Fury continues with reports that the NSA allegedly hacked web accounts of Brazil's state-owned oil company - described as "industrial espionage" by President Dilma Rousseff - and monitored internet and phone communications of Rousseff and Mexican President Enrique Peña Nieto while he was a candidate. Rousseff postponed a state visit to Washington, pending investigation, and with President Barack Obama waiting in the wings of the UN General Assembly for his turn at the podium, she tore into the United States for its "breach of international law."

This may be a turning point in US relations with its southern neighbors.
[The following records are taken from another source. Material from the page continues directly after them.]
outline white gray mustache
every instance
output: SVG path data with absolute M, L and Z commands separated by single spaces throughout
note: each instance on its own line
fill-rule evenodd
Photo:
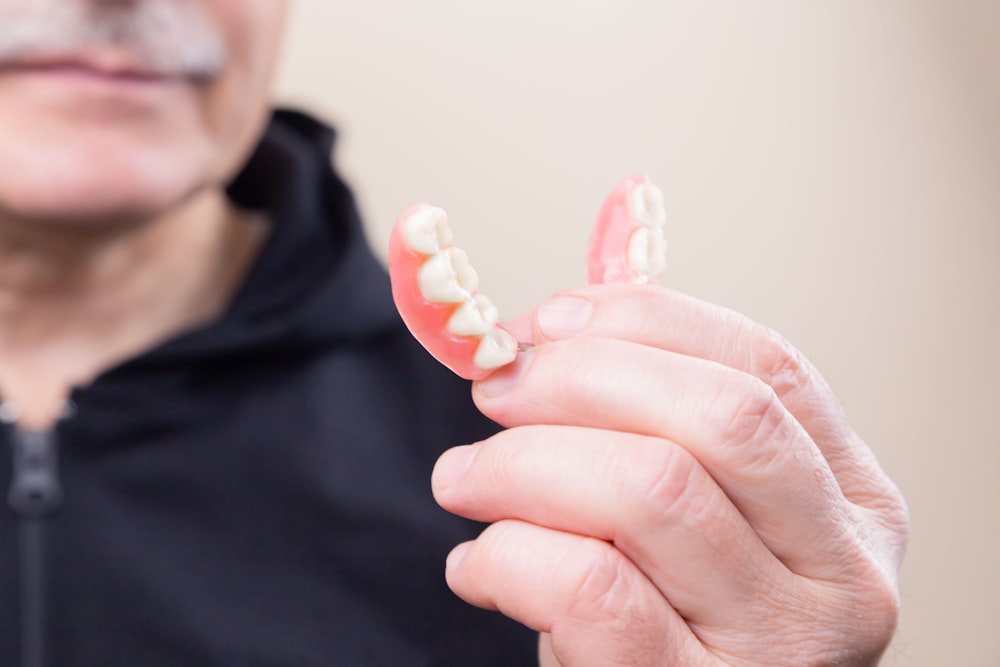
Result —
M 102 46 L 164 76 L 211 78 L 227 60 L 218 28 L 194 2 L 0 0 L 0 62 Z

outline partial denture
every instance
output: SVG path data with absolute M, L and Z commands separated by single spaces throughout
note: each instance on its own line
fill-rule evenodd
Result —
M 587 281 L 648 283 L 667 268 L 667 214 L 663 192 L 648 176 L 622 181 L 611 191 L 590 236 Z
M 512 362 L 517 341 L 499 324 L 496 306 L 477 293 L 479 275 L 452 240 L 443 210 L 418 204 L 403 213 L 389 240 L 392 296 L 427 351 L 475 380 Z
M 666 268 L 663 193 L 646 176 L 632 176 L 608 196 L 587 254 L 591 284 L 647 283 Z M 496 306 L 478 294 L 479 275 L 452 245 L 448 217 L 418 204 L 396 222 L 389 239 L 392 296 L 403 321 L 435 359 L 476 380 L 506 366 L 518 343 L 499 324 Z

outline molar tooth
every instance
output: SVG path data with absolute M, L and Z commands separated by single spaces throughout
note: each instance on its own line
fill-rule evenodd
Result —
M 656 280 L 667 270 L 667 239 L 660 227 L 639 227 L 628 241 L 628 265 L 640 282 Z
M 448 320 L 448 331 L 456 336 L 485 336 L 500 320 L 500 311 L 481 294 L 467 300 Z
M 652 183 L 640 183 L 632 188 L 628 207 L 632 219 L 641 227 L 662 227 L 667 221 L 663 190 Z
M 505 329 L 495 327 L 483 336 L 473 361 L 483 370 L 506 366 L 517 356 L 517 341 Z
M 422 208 L 403 225 L 403 239 L 410 249 L 433 255 L 451 245 L 454 235 L 448 226 L 448 214 L 434 206 Z
M 417 273 L 420 293 L 431 303 L 462 303 L 479 289 L 479 275 L 458 248 L 432 255 Z

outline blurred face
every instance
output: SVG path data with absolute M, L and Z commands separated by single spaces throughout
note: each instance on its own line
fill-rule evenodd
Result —
M 138 222 L 224 184 L 288 0 L 0 0 L 0 221 Z

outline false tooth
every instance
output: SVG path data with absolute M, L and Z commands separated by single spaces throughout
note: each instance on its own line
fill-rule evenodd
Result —
M 666 217 L 663 191 L 648 176 L 636 174 L 615 186 L 590 234 L 587 281 L 592 285 L 647 283 L 663 273 L 666 242 L 660 237 Z
M 667 239 L 660 227 L 639 227 L 629 238 L 628 265 L 639 282 L 656 280 L 667 270 Z
M 431 303 L 462 303 L 479 288 L 479 275 L 459 248 L 432 255 L 417 275 L 420 293 Z
M 505 329 L 500 327 L 483 336 L 473 362 L 483 370 L 492 370 L 506 366 L 517 356 L 517 341 Z
M 662 227 L 667 221 L 663 190 L 649 182 L 636 185 L 629 196 L 629 213 L 641 227 Z
M 456 336 L 485 336 L 500 321 L 493 302 L 477 294 L 459 306 L 448 320 L 448 331 Z
M 411 215 L 402 231 L 406 245 L 422 255 L 433 255 L 447 248 L 454 238 L 448 226 L 448 215 L 435 206 L 427 206 Z

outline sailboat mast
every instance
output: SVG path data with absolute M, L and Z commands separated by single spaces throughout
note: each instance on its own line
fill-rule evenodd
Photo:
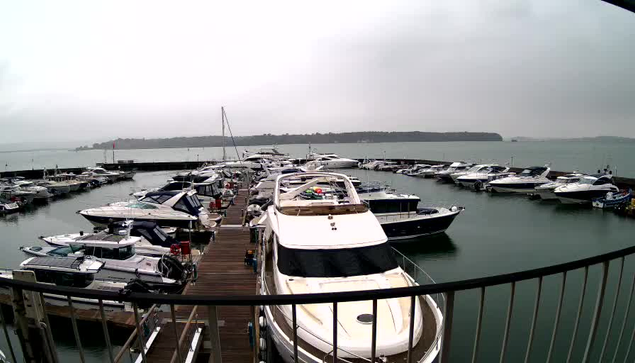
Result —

While anti-American sentiment on the street, a result of a long history of domination, is real, the bedrock reality is that the US and Latin America are joined at the hip, economically and demographically. Trade, investment and immigration data reveal growing relations and interdependence.

Rousseff's suspending her trip to Washington is only the latest episode in a long history of turbulent relations with external powers. Simón Bolivar, the Liberator of the South, first proposed combatting European colonialism in South America in 1826. During the Cold War, the US policy of containment led to military interventions in Central America and the Caribbean, and supported right-wing dictatorships in the Southern Cone. According to Amnesty International, hundreds of thousands were tortured, exiled or "disappeared" by US-backed military juntas in Chile, Argentina and Guatemala.

The US fear of communism spreading in the region was controlled through the Organization of American States. After the 9/11 attacks in New York and Washington, the Multidimensional Secretariat was established at the OAS to deal with transnational threats such as terrorism and organized crime. Hundreds of thousands more have lost their lives in Colombia, Mexico and Honduras with the rise of organized crime in the region.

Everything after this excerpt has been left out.